Secretary Clinton announced that the US will contribute tens of millions of dollars to this goal. "We will not back off; we will not back down. We will fight for the resources to achieve this historic milestone,” she said.

Another high-profile speaker was Michael Sidibe, the executive director of UNAIDS. He said that so much progress has been made towards creating effective treatments and increasing access, but that's not enough.

"Today we should not just say, 'okay, let us have treatment.' We should say, 'why not a cure? Why not a vaccine?' That is the area where we need to put our energy, and that will bring us certainly to the end of this epidemic," he said.

Discussing the end of the conference on PBS Newshour, reporter John Donnelly of GlobalPost said that the meeting felt like “sort of a giant pep rally” for the end of AIDS. He said that scientific advancements have created a lot of hope.

John Cohen of Science magazine, also speaking on Newshour, worried that there's now a huge expectation to meet.

“So now the question is: can you really deliver on that promise? .... But the reality is the aspirations and the reality on-the-ground have a huge gap between them,” he said.

Reducing Infections

Over a million people in the US are living with HIV, and it's estimated that 1 out of every 5 HIV-positive individuals do not know that they are infected.
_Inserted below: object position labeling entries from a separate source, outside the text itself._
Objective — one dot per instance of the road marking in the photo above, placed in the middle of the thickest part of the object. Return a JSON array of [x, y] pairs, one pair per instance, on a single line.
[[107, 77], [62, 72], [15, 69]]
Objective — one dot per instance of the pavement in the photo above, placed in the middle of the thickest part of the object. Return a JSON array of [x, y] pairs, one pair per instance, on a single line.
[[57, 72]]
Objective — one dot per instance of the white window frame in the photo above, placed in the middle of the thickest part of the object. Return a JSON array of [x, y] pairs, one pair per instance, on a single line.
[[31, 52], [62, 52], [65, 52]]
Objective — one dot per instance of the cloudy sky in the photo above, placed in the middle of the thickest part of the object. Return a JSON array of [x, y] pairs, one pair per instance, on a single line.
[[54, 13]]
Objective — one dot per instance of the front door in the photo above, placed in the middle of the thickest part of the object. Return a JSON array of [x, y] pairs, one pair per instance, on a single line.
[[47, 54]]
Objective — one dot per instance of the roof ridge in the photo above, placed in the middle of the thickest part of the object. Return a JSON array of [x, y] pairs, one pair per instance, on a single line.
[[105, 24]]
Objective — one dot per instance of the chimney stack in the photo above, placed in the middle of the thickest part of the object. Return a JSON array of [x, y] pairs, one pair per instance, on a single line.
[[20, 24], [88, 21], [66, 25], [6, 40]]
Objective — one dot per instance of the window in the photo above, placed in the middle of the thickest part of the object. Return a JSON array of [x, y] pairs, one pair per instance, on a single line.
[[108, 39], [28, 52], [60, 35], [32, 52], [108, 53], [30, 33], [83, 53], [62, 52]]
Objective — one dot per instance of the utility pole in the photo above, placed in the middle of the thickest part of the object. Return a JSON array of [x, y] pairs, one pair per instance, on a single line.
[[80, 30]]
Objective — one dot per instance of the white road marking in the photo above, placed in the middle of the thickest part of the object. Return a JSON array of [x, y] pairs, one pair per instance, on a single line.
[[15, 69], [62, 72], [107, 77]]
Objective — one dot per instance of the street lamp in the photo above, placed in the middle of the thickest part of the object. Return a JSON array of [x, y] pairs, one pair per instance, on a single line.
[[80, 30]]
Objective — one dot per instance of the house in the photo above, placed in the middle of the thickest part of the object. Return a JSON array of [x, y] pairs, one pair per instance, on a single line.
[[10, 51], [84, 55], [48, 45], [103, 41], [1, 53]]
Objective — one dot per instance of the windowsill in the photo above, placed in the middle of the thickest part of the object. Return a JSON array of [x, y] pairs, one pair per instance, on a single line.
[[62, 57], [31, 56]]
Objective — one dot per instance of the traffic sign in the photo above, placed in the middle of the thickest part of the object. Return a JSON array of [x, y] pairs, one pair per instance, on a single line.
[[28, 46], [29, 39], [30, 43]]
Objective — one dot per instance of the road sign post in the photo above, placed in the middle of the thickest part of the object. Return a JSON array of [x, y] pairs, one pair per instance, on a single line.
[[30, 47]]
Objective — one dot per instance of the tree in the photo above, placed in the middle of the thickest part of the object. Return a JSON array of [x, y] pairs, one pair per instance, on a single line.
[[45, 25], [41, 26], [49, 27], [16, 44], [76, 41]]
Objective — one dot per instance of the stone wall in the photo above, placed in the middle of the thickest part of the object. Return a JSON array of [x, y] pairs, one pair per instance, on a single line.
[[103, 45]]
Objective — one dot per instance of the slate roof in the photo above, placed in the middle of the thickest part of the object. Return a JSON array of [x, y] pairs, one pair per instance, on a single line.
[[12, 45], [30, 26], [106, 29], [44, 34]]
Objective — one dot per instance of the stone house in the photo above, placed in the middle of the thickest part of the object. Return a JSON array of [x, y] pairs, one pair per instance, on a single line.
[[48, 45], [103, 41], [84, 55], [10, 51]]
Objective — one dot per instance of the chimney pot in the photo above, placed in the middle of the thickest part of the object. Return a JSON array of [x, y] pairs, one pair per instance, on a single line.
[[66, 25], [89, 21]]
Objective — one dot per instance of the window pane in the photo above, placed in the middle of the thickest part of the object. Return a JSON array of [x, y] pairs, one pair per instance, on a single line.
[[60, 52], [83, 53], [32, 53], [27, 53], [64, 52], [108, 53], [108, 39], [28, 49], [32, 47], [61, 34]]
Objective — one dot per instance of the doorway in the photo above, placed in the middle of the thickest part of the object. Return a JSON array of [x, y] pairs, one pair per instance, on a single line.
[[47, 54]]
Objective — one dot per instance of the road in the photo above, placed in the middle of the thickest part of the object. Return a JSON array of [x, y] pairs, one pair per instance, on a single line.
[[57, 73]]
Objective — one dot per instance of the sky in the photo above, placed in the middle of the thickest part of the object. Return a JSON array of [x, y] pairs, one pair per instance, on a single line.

The group that does not know their positive status are inadvertently responsible for transmitting the virus through their communities. Outreach programs to increase HIV testing in high-risk communities, and provide follow-up treatment and support, have aimed to reduce the numbers of infections.
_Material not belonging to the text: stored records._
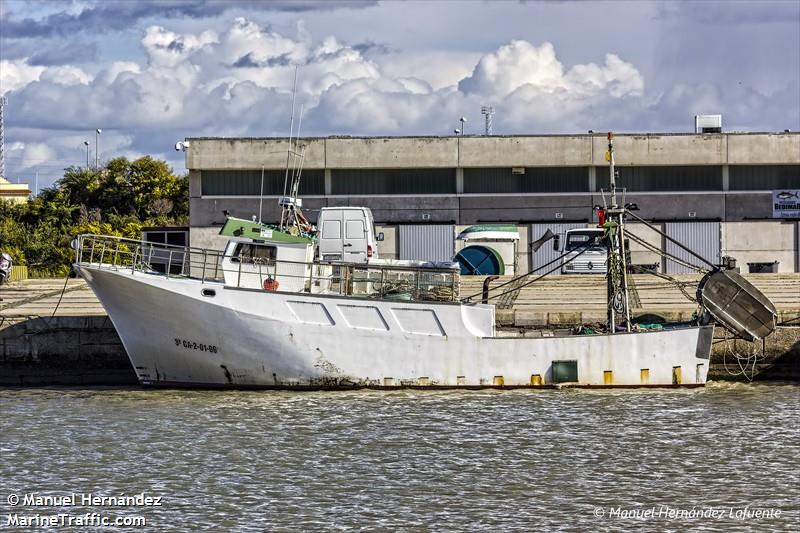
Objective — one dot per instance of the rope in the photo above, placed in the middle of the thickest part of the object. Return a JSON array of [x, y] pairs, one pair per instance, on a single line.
[[743, 368], [680, 285]]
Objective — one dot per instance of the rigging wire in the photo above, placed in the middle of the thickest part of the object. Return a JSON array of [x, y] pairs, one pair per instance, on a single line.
[[518, 278], [672, 257]]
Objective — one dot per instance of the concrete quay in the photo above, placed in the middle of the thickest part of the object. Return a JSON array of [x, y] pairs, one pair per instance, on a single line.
[[77, 345]]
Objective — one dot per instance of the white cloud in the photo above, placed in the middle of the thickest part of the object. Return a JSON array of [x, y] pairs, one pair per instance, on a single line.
[[238, 81], [66, 75], [17, 74]]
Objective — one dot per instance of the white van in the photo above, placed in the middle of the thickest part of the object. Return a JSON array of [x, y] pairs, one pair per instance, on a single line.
[[346, 234], [595, 254]]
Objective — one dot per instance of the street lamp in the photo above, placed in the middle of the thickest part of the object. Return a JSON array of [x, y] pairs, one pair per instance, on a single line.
[[97, 133]]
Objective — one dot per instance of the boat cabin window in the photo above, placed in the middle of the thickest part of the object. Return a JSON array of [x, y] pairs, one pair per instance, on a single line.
[[579, 239], [332, 229], [255, 253]]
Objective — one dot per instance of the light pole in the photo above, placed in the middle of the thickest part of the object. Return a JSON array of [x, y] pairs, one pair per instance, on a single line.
[[97, 133]]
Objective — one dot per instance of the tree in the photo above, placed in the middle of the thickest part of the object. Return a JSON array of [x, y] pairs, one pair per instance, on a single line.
[[116, 200]]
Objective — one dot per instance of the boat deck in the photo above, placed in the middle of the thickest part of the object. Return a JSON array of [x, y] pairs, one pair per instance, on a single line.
[[555, 300]]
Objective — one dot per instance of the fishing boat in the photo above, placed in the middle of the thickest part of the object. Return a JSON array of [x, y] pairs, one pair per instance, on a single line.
[[265, 313]]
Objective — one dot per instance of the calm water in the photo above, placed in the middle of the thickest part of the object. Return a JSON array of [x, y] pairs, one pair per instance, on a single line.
[[410, 460]]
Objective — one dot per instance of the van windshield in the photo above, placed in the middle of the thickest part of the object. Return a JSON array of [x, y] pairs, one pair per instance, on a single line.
[[579, 239]]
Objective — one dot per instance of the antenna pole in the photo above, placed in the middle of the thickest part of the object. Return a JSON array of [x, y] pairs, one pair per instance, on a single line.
[[3, 104], [261, 194], [289, 149]]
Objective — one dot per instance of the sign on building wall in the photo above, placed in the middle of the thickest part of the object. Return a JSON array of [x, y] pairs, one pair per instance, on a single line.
[[786, 204]]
Increasing access to antiretroviral therapy (ART) – HIV-fighting medicines – have also done their part to reduce infection. When people are on ART, the virus is less likely to infect someone else.
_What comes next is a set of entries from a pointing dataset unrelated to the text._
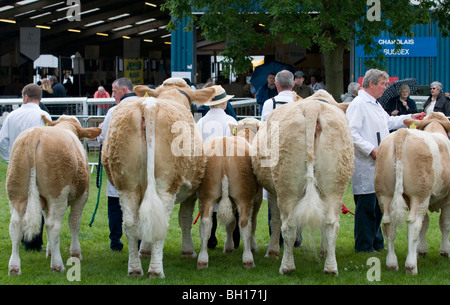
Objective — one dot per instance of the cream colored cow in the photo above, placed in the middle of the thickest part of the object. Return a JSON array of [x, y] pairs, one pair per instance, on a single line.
[[153, 155], [412, 173], [229, 180], [48, 171], [303, 157]]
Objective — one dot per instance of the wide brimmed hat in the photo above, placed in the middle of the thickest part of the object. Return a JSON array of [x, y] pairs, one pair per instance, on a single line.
[[220, 96]]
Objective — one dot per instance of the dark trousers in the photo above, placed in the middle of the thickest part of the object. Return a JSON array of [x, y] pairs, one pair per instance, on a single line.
[[368, 235], [115, 223]]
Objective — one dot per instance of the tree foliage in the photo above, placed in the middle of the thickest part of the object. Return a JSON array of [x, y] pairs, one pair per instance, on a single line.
[[329, 24]]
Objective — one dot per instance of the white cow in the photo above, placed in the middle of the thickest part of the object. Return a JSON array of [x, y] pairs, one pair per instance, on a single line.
[[413, 172]]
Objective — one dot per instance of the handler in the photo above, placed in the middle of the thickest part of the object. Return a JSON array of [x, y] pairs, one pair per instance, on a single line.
[[369, 124]]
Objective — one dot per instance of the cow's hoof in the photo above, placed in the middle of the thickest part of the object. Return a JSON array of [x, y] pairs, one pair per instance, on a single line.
[[156, 274], [287, 270], [135, 272], [330, 271], [410, 269], [57, 268], [249, 265], [14, 270], [145, 253], [272, 255], [188, 254], [202, 265]]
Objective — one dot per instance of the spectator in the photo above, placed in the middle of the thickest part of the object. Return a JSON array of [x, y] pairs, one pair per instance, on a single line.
[[367, 119], [437, 101], [300, 87], [58, 91], [352, 92], [122, 90], [102, 109], [401, 104], [27, 116], [266, 91]]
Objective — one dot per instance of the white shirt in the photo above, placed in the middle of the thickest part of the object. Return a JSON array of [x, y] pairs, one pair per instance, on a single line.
[[283, 96], [111, 191], [215, 124], [27, 116], [366, 117]]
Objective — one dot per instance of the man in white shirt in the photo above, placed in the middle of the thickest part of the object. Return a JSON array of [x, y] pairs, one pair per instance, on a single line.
[[122, 90], [369, 123], [29, 115], [284, 81], [215, 124]]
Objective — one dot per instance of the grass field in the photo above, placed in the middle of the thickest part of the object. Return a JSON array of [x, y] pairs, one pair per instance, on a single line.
[[101, 266]]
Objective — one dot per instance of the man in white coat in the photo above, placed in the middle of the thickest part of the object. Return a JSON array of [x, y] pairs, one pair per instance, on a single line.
[[122, 90], [369, 124]]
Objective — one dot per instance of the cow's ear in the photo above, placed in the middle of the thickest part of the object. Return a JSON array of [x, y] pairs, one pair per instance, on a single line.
[[202, 96], [89, 133], [142, 91], [47, 121]]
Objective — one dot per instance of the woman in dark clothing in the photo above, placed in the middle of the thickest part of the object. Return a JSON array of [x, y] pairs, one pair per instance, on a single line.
[[401, 104], [437, 102]]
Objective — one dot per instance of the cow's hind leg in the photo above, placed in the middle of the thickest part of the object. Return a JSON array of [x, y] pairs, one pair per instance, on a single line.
[[414, 220], [76, 209], [185, 222], [16, 233], [330, 232], [206, 210], [390, 232], [444, 225], [53, 222], [129, 203]]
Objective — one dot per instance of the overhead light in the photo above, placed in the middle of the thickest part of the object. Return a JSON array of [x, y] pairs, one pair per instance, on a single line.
[[40, 15], [6, 7], [119, 16], [148, 31], [122, 28], [25, 2], [43, 27], [7, 21], [145, 21], [94, 23]]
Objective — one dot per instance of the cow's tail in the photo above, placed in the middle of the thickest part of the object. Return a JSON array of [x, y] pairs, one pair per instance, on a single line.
[[153, 216], [225, 210], [310, 210], [398, 205], [32, 219]]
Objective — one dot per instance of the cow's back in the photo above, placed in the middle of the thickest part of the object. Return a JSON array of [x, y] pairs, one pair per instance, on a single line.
[[58, 157]]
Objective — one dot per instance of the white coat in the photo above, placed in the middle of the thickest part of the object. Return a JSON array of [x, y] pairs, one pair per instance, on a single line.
[[366, 117]]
That's because the virus is more likely to be suppressed, or at very low levels in their bodies. That's good news for sexual partners, as well as the newborn children of HIV-positive mothers.

But still, access to these life-prolonging medications does not mean that every patient has their virus under control. In fact, the Centers for Disease Control and Prevention reported that only 28 percent of HIV-infected Americans have suppressed HIV.

An emerging issue is drug-resistant HIV, which has appeared partially as a result of patients going on and off their medications, then transmitting a strain of the virus that does not respond to the first line of treatment.

Meanwhile, people are still dying of AIDS – in the US, the number is 16,000 each year.

Progress Towards a Vaccine and a Cure

The term “AIDS-free generation” recognizes that HIV and AIDS will be with us for many decades, as those who have been infected age and continue to require treatment.

But the holy grail for researchers is a vaccine that will prevent entire generations from being infected. It's proven to be a challenging quest, one that has already taken thirty years.

There have been a number of trials and research “breakthroughs.” The most successful trial only protected against 30 percent of infections.

Breakthroughs remain on the basic research level. Scientists are learning more about the structure and behavior of HIV, in order to identify weaknesses that vaccines may be able to target.

Meanwhile, plenty of attention this year has gone to the first patient to be “cured” of HIV, called the “Berlin patient.” This man had a bone marrow transplant for another health condition, and the donor had a genetic resistance against HIV.

There's an active debate about whether the man is fully cured, but tests have shown either extremely low levels of HIV or no HIV in his system at all. He no longer takes medication for HIV.

The treatment he went through is far too expensive and difficult to scale up. But it does give hope that, someday, HIV can disappear from infected bodies.

Your Role in Ending AIDS

Bringing about the “end of AIDS” requires an international collaboration, along with research, money and time. But there are steps that individuals can take to help and support the cause.

First, get tested. Easy and quick HIV tests are available for free in most areas, often with results delivered within the hour.

It's also possible to volunteer your time working with local HIV/AIDS organizations. Another option is to donate money to support programs and outreach, on the local, national or international level.